Author: Patrick Bishop
About the book:
On the warm night of 18 August 1942, a flotilla pushed out into the flat water of the Channel. They were to seize the German-held port of Dieppe, destroy key installations, seize intelligence material and then sail for home.
This was the greatest amphibious operation since Gallipoli, with the biggest accumulation of fighter power ever assembled. But by 9am on the day of attack, one of its architects already feared that the operation would "go down as one of the great failures in history". Confidence turned to carnage, with nearly two thirds of the attackers dead, wounded or captured. It was claimed afterwards by its key players to be essential to D-Day, with the media telling listeners that it was a success -- but the tragedy was all too predictable.

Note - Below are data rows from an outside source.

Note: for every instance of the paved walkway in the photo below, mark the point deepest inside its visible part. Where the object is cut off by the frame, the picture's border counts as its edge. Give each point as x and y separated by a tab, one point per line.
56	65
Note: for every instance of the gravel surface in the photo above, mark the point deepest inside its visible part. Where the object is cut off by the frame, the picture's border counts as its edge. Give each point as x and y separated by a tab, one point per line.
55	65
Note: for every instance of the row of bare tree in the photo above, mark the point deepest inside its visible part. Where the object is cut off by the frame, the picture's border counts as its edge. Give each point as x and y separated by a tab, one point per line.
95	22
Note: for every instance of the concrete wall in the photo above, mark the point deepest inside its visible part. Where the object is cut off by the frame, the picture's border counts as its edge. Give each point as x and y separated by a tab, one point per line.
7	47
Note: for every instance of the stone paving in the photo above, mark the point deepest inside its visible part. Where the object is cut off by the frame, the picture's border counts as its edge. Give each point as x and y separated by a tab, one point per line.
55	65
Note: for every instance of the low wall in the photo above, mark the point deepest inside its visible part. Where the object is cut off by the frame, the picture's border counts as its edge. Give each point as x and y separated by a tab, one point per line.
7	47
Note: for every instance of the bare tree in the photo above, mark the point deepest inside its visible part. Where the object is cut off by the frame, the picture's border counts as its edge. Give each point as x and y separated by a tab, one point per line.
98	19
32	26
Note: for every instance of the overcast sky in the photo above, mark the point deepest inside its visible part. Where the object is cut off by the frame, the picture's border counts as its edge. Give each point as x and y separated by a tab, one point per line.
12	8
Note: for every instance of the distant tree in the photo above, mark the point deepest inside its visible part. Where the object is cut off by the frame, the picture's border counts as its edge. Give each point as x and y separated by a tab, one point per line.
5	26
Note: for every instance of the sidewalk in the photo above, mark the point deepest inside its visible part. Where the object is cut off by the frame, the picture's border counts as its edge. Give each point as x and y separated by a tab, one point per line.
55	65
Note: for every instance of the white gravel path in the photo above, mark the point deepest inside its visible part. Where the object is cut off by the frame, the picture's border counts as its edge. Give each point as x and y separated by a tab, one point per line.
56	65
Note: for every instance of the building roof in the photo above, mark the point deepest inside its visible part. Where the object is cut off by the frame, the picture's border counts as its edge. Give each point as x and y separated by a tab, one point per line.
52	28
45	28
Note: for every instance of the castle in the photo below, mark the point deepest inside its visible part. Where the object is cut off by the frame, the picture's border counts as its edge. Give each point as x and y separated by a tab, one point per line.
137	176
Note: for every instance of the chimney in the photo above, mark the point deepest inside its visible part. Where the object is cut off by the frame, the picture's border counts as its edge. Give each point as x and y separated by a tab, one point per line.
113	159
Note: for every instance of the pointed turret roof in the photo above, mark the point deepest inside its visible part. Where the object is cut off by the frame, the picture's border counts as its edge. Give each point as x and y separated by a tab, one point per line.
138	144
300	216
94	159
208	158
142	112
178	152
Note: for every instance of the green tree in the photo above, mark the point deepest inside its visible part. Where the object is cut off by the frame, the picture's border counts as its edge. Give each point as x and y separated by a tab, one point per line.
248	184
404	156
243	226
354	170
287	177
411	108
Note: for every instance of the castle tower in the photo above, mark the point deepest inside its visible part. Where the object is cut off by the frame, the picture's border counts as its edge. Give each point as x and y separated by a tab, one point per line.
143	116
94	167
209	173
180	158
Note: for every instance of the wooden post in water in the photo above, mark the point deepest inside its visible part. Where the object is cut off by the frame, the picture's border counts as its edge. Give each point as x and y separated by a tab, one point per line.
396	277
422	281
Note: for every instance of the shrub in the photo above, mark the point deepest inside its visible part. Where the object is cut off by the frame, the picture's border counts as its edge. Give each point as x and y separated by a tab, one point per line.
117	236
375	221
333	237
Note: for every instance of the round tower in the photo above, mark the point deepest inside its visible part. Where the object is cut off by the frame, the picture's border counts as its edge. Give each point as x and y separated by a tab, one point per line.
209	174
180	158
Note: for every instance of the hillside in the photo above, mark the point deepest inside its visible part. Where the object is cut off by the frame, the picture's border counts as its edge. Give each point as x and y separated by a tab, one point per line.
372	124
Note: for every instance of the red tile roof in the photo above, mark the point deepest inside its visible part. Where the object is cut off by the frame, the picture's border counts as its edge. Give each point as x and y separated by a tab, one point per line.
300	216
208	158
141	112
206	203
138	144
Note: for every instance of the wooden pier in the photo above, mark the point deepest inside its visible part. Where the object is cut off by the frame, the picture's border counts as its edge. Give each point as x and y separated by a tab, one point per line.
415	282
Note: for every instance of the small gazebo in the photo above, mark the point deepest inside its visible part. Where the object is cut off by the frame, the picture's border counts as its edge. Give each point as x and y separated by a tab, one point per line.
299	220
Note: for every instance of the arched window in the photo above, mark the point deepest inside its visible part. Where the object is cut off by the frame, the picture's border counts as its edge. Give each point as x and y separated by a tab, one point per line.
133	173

Using first-hand testimony from combatants and civilians, forensic analysis of the roles of Mountbatten and Montgomery, and source material from archives across several countries, bestselling author Patrick Bishop's gripping account brings Operation Jubilee powerfully and vividly to life, in an epic demonstration of how ambition, folly and courage came together in one of the most tragic episodes of the war.
About the author:
Patrick Bishop spent twenty-five years as a foreign correspondent covering conflicts around the world. He is the author of two hugely acclaimed books about the Royal Air Force during the Second World War, Fighter Boys and Bomber Boys. His other books include Wings, a history of the RAF; and Air Force Blue, which celebrated 100 years of the RAF and was a Sunday Times bestseller.